Parallelamente, oltre la metà delle aziende (53,7%) dichiara di praticare l’agricoltura circolare, di queste aziende, la quota più alta è situata a Nord-est (63,7%), seguita dal Nord-ovest e dal Centro che si posizionano su livelli molto simili (rispettivamente 56,7% e 56,2%). Le pratiche adottate più frequentemente dalle aziende riguardano la riduzione dell’uso di pesticidi chimici (37%) e dei fertilizzanti (35,7%). Seguono le azioni per limitare l’impiego di prodotti antimicrobici (25,3%) e per ridurre le perdite di nutrienti nel suolo (24,6%). Circa un’azienda su cinque (20,1%) dichiara inoltre di utilizzare, almeno in parte, residui e scarti di produzione, mentre risultano ancora marginali le pratiche di carbon farming, adottate solo dal 2,9% delle imprese.
Competenze e organizzazione: nodi centrali dell’innovazione
Dall’indagine emerge come l’innovazione nelle aziende agricole richieda non solo tecnologia, ma anche adeguamenti organizzativi e professionali. Oltre metà delle aziende innovative ha dovuto formare il personale, soprattutto nel Sud e nel Centro, e una su cinque ha assunto figure specializzate; non mancano resistenze interne al cambiamento, più forti nel Mezzogiorno: il 12% delle aziende che hanno innovato segnala questo fenomeno, più marcato nel Sud (23,1%).

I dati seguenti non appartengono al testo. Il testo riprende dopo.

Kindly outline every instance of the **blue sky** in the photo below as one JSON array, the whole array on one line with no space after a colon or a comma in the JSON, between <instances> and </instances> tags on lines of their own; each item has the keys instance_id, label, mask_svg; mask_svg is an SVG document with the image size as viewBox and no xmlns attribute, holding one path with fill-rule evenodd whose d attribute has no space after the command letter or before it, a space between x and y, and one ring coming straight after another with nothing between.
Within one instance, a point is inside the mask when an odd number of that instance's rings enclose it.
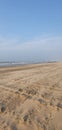
<instances>
[{"instance_id":1,"label":"blue sky","mask_svg":"<svg viewBox=\"0 0 62 130\"><path fill-rule=\"evenodd\" d=\"M62 60L62 0L0 0L3 60Z\"/></svg>"}]
</instances>

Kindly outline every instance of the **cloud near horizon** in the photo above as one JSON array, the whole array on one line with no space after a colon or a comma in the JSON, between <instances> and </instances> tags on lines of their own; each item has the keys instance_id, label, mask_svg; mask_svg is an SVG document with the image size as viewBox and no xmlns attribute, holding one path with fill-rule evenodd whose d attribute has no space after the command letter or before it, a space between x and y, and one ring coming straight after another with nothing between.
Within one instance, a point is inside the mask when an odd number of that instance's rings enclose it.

Gli investimenti in Agricoltura 4.0 restano però limitati: tra le aziende che non hanno investito in innovazione negli ultimi cinque anni, oltre la metà (52%) ritiene tali investimenti non necessari, percezione particolarmente diffusa nel Nord (fino al 65% nel Nord-est). Solo il 14,9% delle aziende ha avviato processi innovativi prima del 2020, mentre appena l’8,9% prevede di investire nel prossimo futuro. I principali ostacoli sono la carenza di risorse economiche (31,5%), soprattutto nel Sud (36,7%) e nelle Isole (35,7%); e di competenze tecniche (18%), con forti divari territoriali a svantaggio di Sud e Isole.
Prospettive future
L’intenzione di adottare tecniche di Agricoltura 4.0 entro il 2027 resta molto limitata e riguarda solo il 5,9% delle aziende agricole italiane. Nel complesso, il quadro evidenzia un sistema agricolo in trasformazione ma fortemente eterogeneo. Solo il 12% delle aziende ha innovato negli ultimi cinque anni, con una netta polarizzazione territoriale e dimensionale: il Nord-est registra tassi di innovazione quattro volte superiori rispetto al Sud, mentre le grandi aziende innovano oltre tre volte più delle piccole.